A Study on 3-Point Shooting: Should we change how we contextualize 3-point defense in the NBA?

Can a team truly affect the 3-point percentage of their opponents on defense? Can one season at a time even properly contextualize 3-point shooting? Were the Knicks just “lucky” to achieve the best 3-point defense in the NBA this year? Drew tries to find the answers.

doug 3p article.png

Three-point defense was the subject of much debate with the New York Knicks throughout the season. Was the defense carefully crafted my the masterminds of the Knicks coaching staff, manipulating who specifically can or cannot shoot the ball? Were the NBA Analytics Intelligencia correct all along that the 3-point defense of the Knicks was completely lucky, void of any skill or influence, as shooting 3-pointers is an unexplainable phenomena — like UFOs, or that small little patch of hair that Thibs combs overs like a 1950s greaser? Will we ever get to some sort of consensus, or at the very least try to create some sort of statistical foundation with the data publicly available? This is where I come into the picture.

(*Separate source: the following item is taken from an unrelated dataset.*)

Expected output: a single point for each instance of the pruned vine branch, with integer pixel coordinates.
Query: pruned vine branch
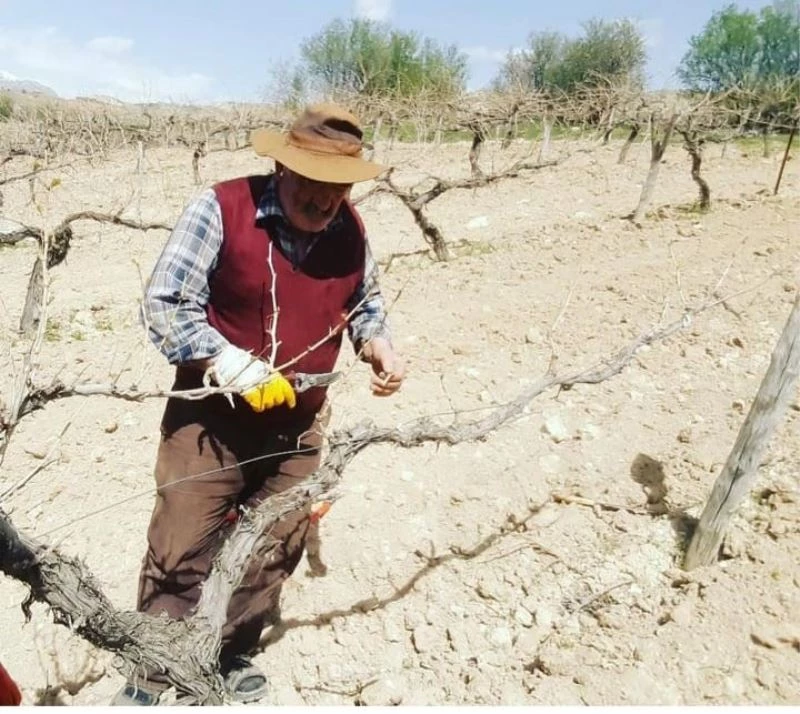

Back in the mid-2010s, a website you may know as Nylon Calculus, but I know as the website that published an article by yours truly once, had a number of articles dedicated to understanding the nature of the all-so-mysterious 3-point shot. This de-facto series is what much of the three-point discourse is based on, and understandably so given that the research is quite good. But now it’s 2021 and we have much more data to use to have a more comprehensive analysis on the subject. You can never have too much data. Well, actually, you can, but this is not the article nor the website to discuss statistical concepts such as overfitting. Not yet.

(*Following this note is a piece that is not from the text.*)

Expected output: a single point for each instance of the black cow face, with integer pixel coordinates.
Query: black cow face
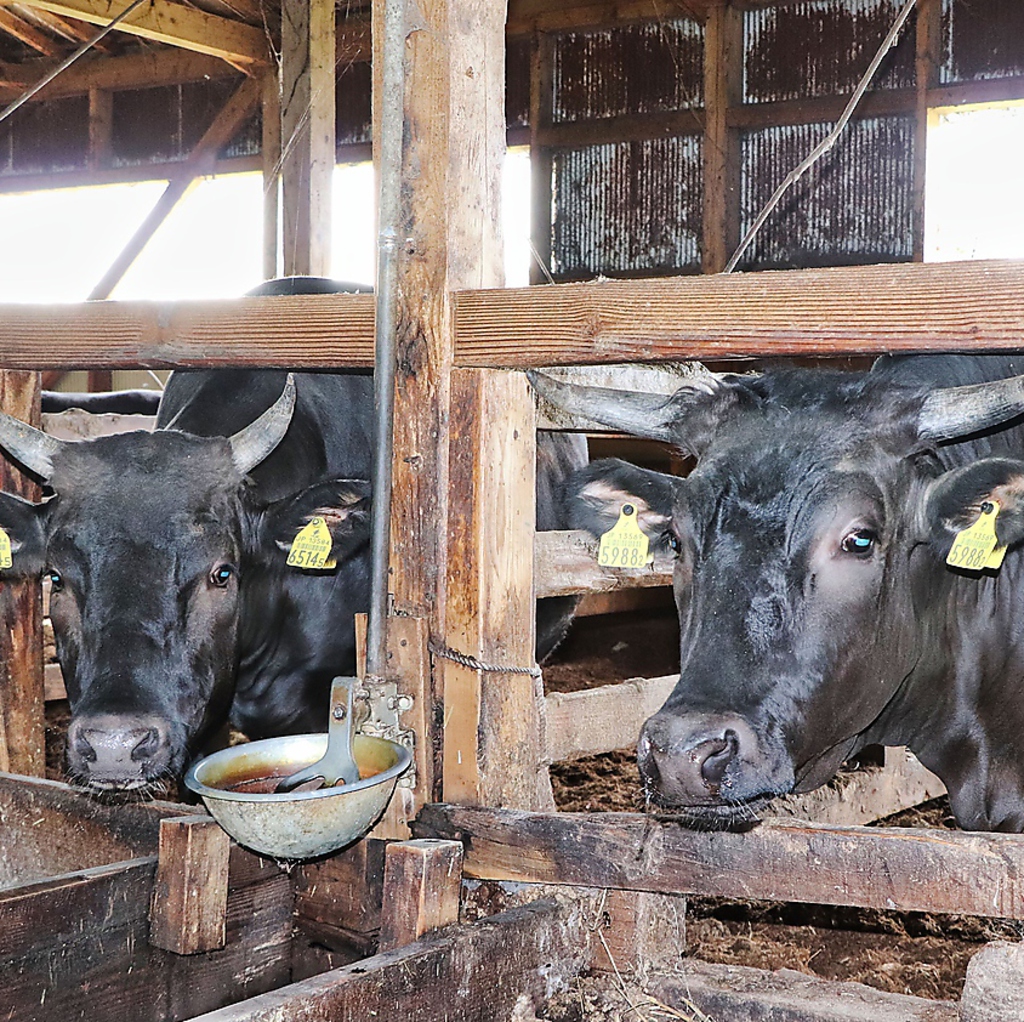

Forewarning: This article is going to be quite long and potentially dense. It has a number of different graphs and tables filled with data. I’m going to break the article into sections so everyone can read at their own pace. Or you can plow right through it to see if the conclusions of this article match your preconceived notions on 3-point shooting. It’s entirely up to you. Think of it like a choose your own adventure. Here are how the sections are broken down:

  • Section One: 3-Point variation

  • Section Two: Are threes contested?

  • Section Three: Can opponent 3-point shooting be explained?

  • Section Four: Knicks talk and conclusions

I recommend reading the article in order, but if you want to be a rebel and read Section Four first and then Section Two, have at it! Don’t let someone on the internet tell you how to read. Who doesn’t love getting lost in a forest and then finding your way to the main path to get to the parking lot so you can get home?

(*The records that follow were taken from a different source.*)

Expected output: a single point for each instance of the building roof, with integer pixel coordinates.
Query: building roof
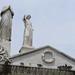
(38, 49)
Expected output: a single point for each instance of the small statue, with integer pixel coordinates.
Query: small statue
(27, 31)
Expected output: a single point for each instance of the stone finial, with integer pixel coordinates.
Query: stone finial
(7, 8)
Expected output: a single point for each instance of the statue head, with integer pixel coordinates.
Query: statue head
(28, 17)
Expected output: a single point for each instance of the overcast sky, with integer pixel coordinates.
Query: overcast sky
(53, 22)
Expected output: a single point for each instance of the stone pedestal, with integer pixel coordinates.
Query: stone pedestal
(26, 49)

Enough blabbing. Let’s talk basketball statistics.

Section One: 3-point variation

Back in July of 2014, Darryl Blackport wrote one of the foundational articles on 3-point shooting. If you don’t want to read the article, I have the summary for you. After performing a Kuder-Richardson Formula 21 analysis on seven years’ worth of 3-point shooting data from NBA Stats, it was determined that roughly 750 3-point attempts is the minimum threshold for a player’s 3-point shooting percentage to stabilize. I’ll let Darryl explain himself:

If we were trying to get a sense for how stable 3-point percentage is after 100 attempts, a simple way to do it would be to randomly split the 100 shots into two samples of 50 and compare the percentage made in both samples. If it were stable, the percentage of makes in each sample should be similar. A better method would be to split the 100 shots into every permutation of two sample pairs of 50 and calculate the average correlation between the two pairs. This is what the Kuder-Richardson Formula 21 calculates. From here on I will refer to this number as the reliability. To find the point at which 3-point shooting stabilizes we need to find out when the reliability crosses a certain threshold. A reliability of 0.7 seems to be the standard threshold used. After this point, the skill aspect will outweigh the noise. To gather a big enough sample of players with a sufficient number of attempts, I used the past seven seasons’ worth of 3-point shooting data from NBA.com and I found that after roughly 750 attempts the reliability crosses the 0.7 threshold.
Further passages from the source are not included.